Mark Wooding [Wed, 10 May 2017 20:51:45 +0000 (21:51 +0100)]
symm/hmac-def.h: Set HMAC keys up in a more principled manner.
No longer does it reach into the hash context and run `HASH_compress' by
hand.
This means that nothing assumes that `HASH_compress' exists any more.
Mark Wooding [Wed, 10 May 2017 20:50:04 +0000 (21:50 +0100)]
symm/hmac-def.h: Report key sizes as 16-bit quantities.

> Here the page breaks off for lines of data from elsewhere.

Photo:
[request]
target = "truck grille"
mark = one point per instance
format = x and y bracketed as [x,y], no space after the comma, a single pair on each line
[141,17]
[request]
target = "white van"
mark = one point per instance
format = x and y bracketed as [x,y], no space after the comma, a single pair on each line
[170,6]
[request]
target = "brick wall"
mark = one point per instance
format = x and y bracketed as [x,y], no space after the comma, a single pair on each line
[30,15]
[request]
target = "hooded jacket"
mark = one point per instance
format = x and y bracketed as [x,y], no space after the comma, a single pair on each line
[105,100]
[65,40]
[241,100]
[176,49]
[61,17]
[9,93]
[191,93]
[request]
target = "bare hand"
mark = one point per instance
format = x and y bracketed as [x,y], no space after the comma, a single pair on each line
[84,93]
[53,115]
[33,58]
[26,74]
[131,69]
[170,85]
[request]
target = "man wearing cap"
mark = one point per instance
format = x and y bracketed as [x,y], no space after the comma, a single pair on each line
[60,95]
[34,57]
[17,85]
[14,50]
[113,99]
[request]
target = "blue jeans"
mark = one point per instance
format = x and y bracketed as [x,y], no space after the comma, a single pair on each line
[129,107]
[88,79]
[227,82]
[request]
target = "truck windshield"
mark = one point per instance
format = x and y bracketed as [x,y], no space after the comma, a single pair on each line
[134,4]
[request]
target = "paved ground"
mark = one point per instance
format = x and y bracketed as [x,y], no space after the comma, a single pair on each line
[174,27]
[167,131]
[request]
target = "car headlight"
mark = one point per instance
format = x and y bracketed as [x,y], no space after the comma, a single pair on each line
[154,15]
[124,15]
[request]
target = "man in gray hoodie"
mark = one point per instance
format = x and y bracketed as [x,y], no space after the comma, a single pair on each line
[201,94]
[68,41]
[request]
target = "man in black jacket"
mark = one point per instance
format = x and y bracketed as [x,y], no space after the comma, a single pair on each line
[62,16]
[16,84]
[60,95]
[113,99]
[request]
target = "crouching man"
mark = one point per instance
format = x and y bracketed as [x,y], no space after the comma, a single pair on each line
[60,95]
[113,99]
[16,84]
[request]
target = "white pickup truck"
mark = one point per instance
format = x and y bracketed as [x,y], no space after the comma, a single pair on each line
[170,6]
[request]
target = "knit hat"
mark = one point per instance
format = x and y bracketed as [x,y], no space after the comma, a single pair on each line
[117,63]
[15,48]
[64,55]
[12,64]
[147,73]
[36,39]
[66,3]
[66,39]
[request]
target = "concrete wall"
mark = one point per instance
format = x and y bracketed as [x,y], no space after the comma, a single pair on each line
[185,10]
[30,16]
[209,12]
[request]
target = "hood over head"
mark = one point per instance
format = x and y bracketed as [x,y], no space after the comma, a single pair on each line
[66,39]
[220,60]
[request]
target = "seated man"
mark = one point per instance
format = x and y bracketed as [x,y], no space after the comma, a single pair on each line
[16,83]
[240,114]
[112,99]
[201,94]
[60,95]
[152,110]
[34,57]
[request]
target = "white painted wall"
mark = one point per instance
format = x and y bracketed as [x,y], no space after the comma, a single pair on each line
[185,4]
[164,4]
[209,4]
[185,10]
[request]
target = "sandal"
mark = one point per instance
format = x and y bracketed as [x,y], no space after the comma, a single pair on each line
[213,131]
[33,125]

Hash states can be huge. It was an obvious mistake defining the
recommended key size in terms of the state size, but I can't change it
now.
Mark Wooding [Wed, 10 May 2017 20:46:39 +0000 (21:46 +0100)]
base/keysz.[ch]: Add a flag to say that arguments are 16 bits wide.
This breaks programs which thing they can parse arbitrary key-size
descriptors. The obvious such thing is the Python interface, so note
that we need a later version.
Mark Wooding [Mon, 1 May 2017 00:38:30 +0000 (01:38 +0100)]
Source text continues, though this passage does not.